Estilhaços escrita por Yokichan


Capítulo 3
03 - Heron.


Notas iniciais do capítulo

Nota: O "ele" de quem eu falo nesse capítulo, não é o mesmo "ele" do capítulo anterior. Então, por favor, não se confundam. São pessoas diferentes.



Este capítulo também está disponível no +Fiction: plusfiction.com/book/111588/chapter/3

ao passado que sempre volta

            Em um descuido, eu agarrei-me a uma falsa certeza de que ele jamais voltaria. Estava tudo acabado, não estava? As últimas palavras haviam sido ditas, as mais dolorosas. “Você não é nada pra mim. Não senti nada por estar aqui hoje. Nunca mais quero saber de você na minha vida, nunca.” Elas haviam sido cuspidas sobre meu rosto. Não houve emoção da parte dele, não houve amor, não houve dor, não houve sentimento algum. Enquanto minhas esperanças eram quebradas, uma a uma, eu só recebi sua frieza descomunal e uma tranquilidade inumana.

            Eu ainda sinto o nó na garganta quando lembro das coisas que ele disse.

            Eu ainda sinto os olhos arderem.

            Mas agora, eu não choro mais. Eu aprendi a suportar a dor, a escondê-la.

            Eu devia saber que acreditar em ilusões não resolve nada. Nunca resolveu. É apenas um escape temporário para o sofrimento, uma fuga para qualquer canto iluminado onde você pode esquecer o que quer que seja por algum tempo. Mas a luz sempre apaga, ela não dura para sempre. Então, toda a sombra que você pensou que havia deixado para trás retorna e o pandemônio começa outra vez. Os fantasmas voltam.

O meu fantasma voltou.

Havia um sorriso sádico em seu rosto pálido, como se ele soubesse que eu havia me enganado mais uma vez. Que eu havia fantasiado um fim para aquilo tudo, que eu havia me agarrado pateticamente a um mundo bonito apenas para vê-lo desmoronando. A verdade estava ali, brincando comigo. Se ele não sentia nada por mim, por que havia voltado?

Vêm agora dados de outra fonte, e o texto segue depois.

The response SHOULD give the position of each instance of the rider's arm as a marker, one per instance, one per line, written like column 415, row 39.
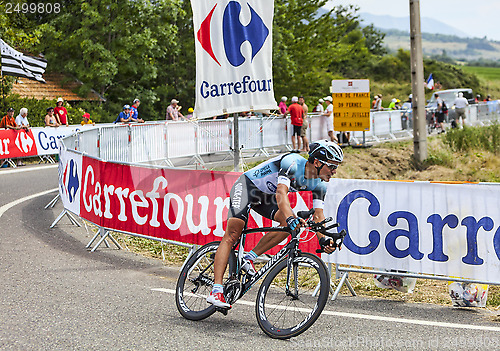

Se ele havia jurado nunca mais querer saber de mim naquela vida, por que estava ali? Por que ele havia retornado? Se era uma piada, eu não conseguia compreender.

Eu ouvi suas desculpas, ouvi seus argumentos, mas não havia explicação para o que ele havia feito. Nada no mundo justificaria, por mais que o tempo passasse, nada poderia apagar o que eu ainda sentia. Eu não podia perdoar, não conseguia perdoar. Nada seria como antes, eu não o amaria como antes, o tempo não volta para que possamos corrigir nossos erros. E ainda assim, algo em mim estava feliz por ele ter voltado.

Meu príncipe das trevas estava ali depois de tudo, e eu não consegui dizer adeus. Eu não quis que ele fosse embora, embora para nunca mais voltar. As palavras estavam entaladas em minha garganta, mas eu não tinha força o suficiente para fazê-las sair. “Eu não quero você aqui. Vá embora, para sempre.” Eu não fui capaz de dizer, não fui capaz de fazê-lo sofrer como eu havia sofrido, do mesmo modo frio e calculista como ele havia feito comigo. Por quê? Por que eu não consegui?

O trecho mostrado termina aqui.